Well, that’s an interesting one. I am a big disrupter. I love to disrupt. Being French, that works very well. A few weeks ago, I fell off my bike and hurt myself bad. Where did I go? Emergency room. What happened in the emergency room? They did a bunch of tests, really expensive ones, to make sure I did not have internal bleeding, blah, blah, blah. Half an hour later, they knew what was going on. OK, so that’s called “ER” type of medicine.

Now imagine the same kind of thing from an engineering point of view. Five hundred thousand people cross the border after an earthquake. They all need water, they all need energy, they all need food, they all need to stay warm, they need security, they are going to poop everywhere.
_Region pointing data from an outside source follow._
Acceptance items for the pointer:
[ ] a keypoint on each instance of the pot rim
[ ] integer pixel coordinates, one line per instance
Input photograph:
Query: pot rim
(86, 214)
How do I dispose of the waste? What kind of engineering, what kind of triage do I need to do? Who takes care of that today? There’s not a single program around the world that trains engineers to do work in emergency situations. Look, for instance, at the conditions in refugee camps today.

Now imagine a program at the graduate level, a master’s degree in “ER Engineering,” for lack of a better word, and I can tell you, there is plenty of funding and the demand is there. I mean, look at refugee issues around the world, whether it’s climate-related or not, warrelated or disaster-related.